I am delighted to share my review of The Hangman’s Hitch by Donna Maria McCarthy, a dark and brooding gothic novel from the mistress of 18th century horror.
About The Hangman’s HitchIf on some cold dark despairing eve, you found yourself far from hope and far from salvation – would you take the hand of the Devil if he offered it?
Would you know it was his?
Frederick Abbotsby Feltsham has just this quandary, yet the path he chooses is one of depravity, devilment and debauchery
Will he survive the immutable Joseph Black?
Or will he find himself despairing, like so many of his past conquests did ?
One heaven, one Hell – each as judgemental as the other
You must choose…
My thoughtsAfter reading Biddy Trott I have come to anticipate a certain style and wit from Donna Maria McCarthy and I was not disappointed.
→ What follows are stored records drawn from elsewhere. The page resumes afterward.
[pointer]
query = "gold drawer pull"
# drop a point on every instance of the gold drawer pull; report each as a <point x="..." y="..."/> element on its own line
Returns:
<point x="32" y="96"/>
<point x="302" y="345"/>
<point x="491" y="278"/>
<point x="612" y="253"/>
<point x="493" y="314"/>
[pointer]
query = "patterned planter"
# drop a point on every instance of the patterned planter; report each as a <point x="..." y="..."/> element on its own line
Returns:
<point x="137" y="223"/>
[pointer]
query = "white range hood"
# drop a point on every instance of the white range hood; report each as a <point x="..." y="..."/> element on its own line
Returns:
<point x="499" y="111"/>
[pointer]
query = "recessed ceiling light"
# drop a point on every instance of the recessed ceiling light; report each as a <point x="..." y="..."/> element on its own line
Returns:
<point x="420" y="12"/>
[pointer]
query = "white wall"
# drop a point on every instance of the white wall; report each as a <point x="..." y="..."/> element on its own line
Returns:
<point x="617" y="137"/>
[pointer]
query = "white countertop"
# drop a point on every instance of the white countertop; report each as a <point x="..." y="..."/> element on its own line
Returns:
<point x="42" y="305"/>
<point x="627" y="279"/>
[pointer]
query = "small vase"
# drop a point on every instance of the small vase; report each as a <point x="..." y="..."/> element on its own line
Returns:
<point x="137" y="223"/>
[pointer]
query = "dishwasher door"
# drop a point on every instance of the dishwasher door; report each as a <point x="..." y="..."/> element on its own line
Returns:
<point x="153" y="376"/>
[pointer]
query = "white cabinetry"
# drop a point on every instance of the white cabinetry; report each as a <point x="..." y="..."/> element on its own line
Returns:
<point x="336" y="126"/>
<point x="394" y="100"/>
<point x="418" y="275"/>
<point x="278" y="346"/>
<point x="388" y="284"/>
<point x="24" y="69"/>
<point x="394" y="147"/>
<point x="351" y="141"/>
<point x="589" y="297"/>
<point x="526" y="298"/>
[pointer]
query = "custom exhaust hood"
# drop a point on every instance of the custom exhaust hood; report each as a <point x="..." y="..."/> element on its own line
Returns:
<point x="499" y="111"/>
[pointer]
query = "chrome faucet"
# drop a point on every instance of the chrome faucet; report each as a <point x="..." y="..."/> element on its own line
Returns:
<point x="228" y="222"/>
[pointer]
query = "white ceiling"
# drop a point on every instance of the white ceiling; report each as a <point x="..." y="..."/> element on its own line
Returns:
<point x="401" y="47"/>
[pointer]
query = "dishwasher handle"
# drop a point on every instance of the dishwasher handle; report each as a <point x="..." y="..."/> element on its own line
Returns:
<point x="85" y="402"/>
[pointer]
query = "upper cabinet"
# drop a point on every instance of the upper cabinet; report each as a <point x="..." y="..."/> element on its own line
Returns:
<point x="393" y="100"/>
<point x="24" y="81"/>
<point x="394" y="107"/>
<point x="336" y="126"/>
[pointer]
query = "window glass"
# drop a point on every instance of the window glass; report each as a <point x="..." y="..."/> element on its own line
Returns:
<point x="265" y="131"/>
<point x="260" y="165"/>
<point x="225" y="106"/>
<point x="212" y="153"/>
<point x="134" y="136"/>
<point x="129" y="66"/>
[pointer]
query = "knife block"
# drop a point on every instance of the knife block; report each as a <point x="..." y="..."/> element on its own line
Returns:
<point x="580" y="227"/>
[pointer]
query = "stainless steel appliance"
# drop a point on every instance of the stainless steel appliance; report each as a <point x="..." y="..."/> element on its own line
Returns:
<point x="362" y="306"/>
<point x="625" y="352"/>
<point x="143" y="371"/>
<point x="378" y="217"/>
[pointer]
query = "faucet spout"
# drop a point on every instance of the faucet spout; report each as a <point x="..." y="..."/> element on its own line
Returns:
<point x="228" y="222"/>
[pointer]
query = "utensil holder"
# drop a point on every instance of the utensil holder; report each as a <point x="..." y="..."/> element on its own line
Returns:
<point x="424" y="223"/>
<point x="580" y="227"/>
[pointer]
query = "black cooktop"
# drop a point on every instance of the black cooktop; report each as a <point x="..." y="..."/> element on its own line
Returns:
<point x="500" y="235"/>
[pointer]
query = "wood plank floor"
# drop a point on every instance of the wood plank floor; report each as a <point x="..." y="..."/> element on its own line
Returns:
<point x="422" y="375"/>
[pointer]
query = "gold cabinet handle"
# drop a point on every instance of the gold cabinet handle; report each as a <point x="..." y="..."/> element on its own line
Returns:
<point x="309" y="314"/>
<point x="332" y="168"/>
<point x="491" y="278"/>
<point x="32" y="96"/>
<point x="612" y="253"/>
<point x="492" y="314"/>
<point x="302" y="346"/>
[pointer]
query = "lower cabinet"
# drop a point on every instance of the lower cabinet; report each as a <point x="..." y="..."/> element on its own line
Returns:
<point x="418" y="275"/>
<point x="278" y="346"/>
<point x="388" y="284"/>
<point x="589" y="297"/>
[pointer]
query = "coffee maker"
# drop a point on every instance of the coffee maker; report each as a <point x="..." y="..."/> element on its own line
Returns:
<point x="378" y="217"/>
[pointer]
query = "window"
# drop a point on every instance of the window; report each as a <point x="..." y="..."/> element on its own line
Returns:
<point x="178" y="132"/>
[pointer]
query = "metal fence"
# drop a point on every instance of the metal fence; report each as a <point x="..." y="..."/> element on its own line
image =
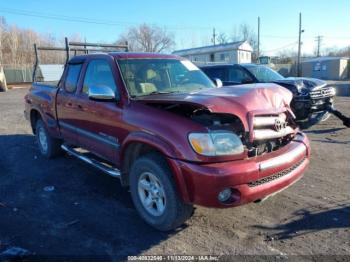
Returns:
<point x="18" y="73"/>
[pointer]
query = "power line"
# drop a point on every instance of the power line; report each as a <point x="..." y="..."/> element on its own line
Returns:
<point x="84" y="19"/>
<point x="282" y="47"/>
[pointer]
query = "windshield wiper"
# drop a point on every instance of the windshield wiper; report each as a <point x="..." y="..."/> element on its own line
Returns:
<point x="160" y="93"/>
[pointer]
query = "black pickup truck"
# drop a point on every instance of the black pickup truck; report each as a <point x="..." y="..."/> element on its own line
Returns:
<point x="313" y="99"/>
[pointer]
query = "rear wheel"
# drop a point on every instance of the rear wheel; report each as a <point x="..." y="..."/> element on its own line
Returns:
<point x="154" y="194"/>
<point x="48" y="146"/>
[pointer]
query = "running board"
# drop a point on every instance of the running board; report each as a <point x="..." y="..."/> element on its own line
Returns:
<point x="108" y="170"/>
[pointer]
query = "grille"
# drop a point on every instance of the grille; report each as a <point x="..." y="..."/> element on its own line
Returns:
<point x="322" y="93"/>
<point x="276" y="175"/>
<point x="271" y="127"/>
The Hangman’s Hitch is as dark and ribald and gruesome a novel there ever was.
Meet Freddy, or Frederick Abbotsby Feltsham, a fool, an ignoramus and a coward through and through, whose verbosity and quite ridiculous idiocy is a source of much of the humour in this novel. The antagonist, Joseph, is as despicable as they come, and enjoys nothing more than to apportion scorn and derision upon the sycophantic Freddy, luring him, tricking him, grooming him. Feeling he has no choice but to side with Joseph after being banished from the word of normalcy for his impropriety and cowardice, Freddy condones Joseph’s incessant jibes.
There is no morality at The Hangman’s Hitch. Patrons of this obscure hostelry hang their scruples on a hook outside. Inside, it is no holds barred as Joseph and his cronies enact one brutal scam after another. Just when you think the depravity cannot get any worse, it does.
I thoroughly enjoyed the author’s cutting wit, her characters exuding sarcasm in every utterance. The Hangman’s Hitch is written in old-school prose in keeping with the era, prose that is dense and heavy in dialogue, but don’t be put off! A dialogue-driven composition is not easy to pull off, but McCarthy has, and she has done so with aplomb. I thoroughly recommend this read to those after something different, a story that delves into the darkest corners of the human psyche, one that tests the sympathies of even the most hardened reader.